En una ocasión alguien en me llamó con guasa “el azote de la prensa”, burlándose de mis repetidos e irritados juicios sobre los periódicos que leemos. Aunque fuera en tono jocoso el calificativo me ruboriza, sobre todo porque me desenmascara: ¿a qué viene tanta queja si luego no puedo vivir sin ellos?

Una pista. Hace una semana J.L. García Martín reflexionaba en ABCD sobre por qué leemos y citaba a alguien que había dicho algo como “leemos para aprender a preguntarnos por qué leemos”. ¿Por qué soy yo tan adicto a leer periódicos? Porque sólo leyéndolos aprendo a odiarlos, a descubrir los mecanismos con los que yo mismo me dejo engañar.
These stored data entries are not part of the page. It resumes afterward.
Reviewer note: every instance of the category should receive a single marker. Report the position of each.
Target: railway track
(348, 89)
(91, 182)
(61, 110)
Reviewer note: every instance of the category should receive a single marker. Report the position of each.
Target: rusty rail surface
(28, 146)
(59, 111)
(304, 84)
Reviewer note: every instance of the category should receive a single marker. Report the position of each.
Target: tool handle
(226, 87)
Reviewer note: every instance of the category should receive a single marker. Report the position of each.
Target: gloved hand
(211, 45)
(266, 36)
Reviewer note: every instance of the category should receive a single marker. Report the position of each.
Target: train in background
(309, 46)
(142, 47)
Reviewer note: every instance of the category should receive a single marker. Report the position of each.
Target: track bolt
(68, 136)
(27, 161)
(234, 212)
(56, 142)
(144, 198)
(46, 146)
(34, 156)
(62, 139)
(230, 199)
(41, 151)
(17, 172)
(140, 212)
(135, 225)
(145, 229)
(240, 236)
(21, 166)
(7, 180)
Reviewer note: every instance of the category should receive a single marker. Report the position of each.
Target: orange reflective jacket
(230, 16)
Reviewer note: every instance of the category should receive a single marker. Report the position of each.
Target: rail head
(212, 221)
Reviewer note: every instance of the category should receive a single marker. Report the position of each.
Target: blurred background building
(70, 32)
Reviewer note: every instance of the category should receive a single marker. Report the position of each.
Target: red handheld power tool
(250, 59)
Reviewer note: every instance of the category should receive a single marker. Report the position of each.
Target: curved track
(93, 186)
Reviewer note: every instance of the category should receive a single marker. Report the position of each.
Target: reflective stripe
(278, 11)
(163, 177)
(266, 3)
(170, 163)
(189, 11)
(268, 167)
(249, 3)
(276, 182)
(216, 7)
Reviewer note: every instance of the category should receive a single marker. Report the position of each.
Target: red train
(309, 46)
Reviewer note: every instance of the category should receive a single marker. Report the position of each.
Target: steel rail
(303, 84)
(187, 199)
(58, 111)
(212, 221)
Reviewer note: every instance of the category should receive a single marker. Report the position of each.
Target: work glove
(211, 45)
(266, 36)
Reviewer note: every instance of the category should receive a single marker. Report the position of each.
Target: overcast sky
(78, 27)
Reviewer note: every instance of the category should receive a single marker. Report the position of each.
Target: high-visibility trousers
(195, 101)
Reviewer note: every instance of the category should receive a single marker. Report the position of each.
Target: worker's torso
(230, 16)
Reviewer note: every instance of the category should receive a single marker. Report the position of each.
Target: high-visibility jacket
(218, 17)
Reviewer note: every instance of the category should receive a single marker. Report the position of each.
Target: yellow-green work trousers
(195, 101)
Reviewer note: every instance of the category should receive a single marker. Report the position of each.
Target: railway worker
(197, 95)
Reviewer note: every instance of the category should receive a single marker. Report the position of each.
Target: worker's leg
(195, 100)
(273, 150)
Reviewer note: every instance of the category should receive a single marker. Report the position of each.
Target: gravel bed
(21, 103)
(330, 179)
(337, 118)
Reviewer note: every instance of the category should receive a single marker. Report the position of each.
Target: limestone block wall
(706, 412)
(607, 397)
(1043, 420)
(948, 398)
Para ser completamente sincero sobre mi relación con los periódicos, he de decir que, para mí, hay dos tipos de lecturas muy diferentes de un periódico. No es lo mismo enfrentarme al periódico de mañana que leer un periódico de ayer. Mientras con el periódico diario me irrito, discrepo airadamente, al periódico de ayer me une un pasado común, una nostalgia. El periódico de ayer es como alguien que dice ¿te acuerdas de…?

De modo que cargado con mi adicción al periódico de todos los días, y mi fascinación hacia los del pasado esta semana estoy de celebración. He echado la primer ojeada a Un mundo en guerra, un cuidada selección de crónicas aparecidas en ABC, La Vanguardia Española, Arriba… durante la segunda guerra mundial. Un fascinante viaje a la propaganda franquista, una propaganda paleta, oportunista y chaquetera que describen actitudes todavía habituales entre los militantes - de uno y otro bando, si se quiere - de este país. Las crónicas de los años '40 reflejan una clase política y periodística que jamás analizan sus posiciones en positivo, para defenderlas; solamente son capaces de justificarlas como reacción a un supuesto rival.

Leyéndo algunas de las crónicas, voy reencontrándome con elogios filonazis, ataques encendidos contra Churchill o justificaciones anticomunistas posteriores a Nuremberg. Pero también redescubro la dependencia de la prensa hacia el poder político, o el fantástico estilo literario que fue perfilando la cultura rancia de la época.

La otra celebración de la semana se la debo a La Vanguardia, que ha abierto su hemeroteca digital a todos los adictos. Una fiesta. Una ofrenda que me hace sentir dentro de la piel de mis padres, de mis abuelos. Gracias.

Pasaré horas enchufado a la hemeroteca, chutándome para aplacar mi ansia de respuestas, o de preguntas. A estas alturas lo mismo da.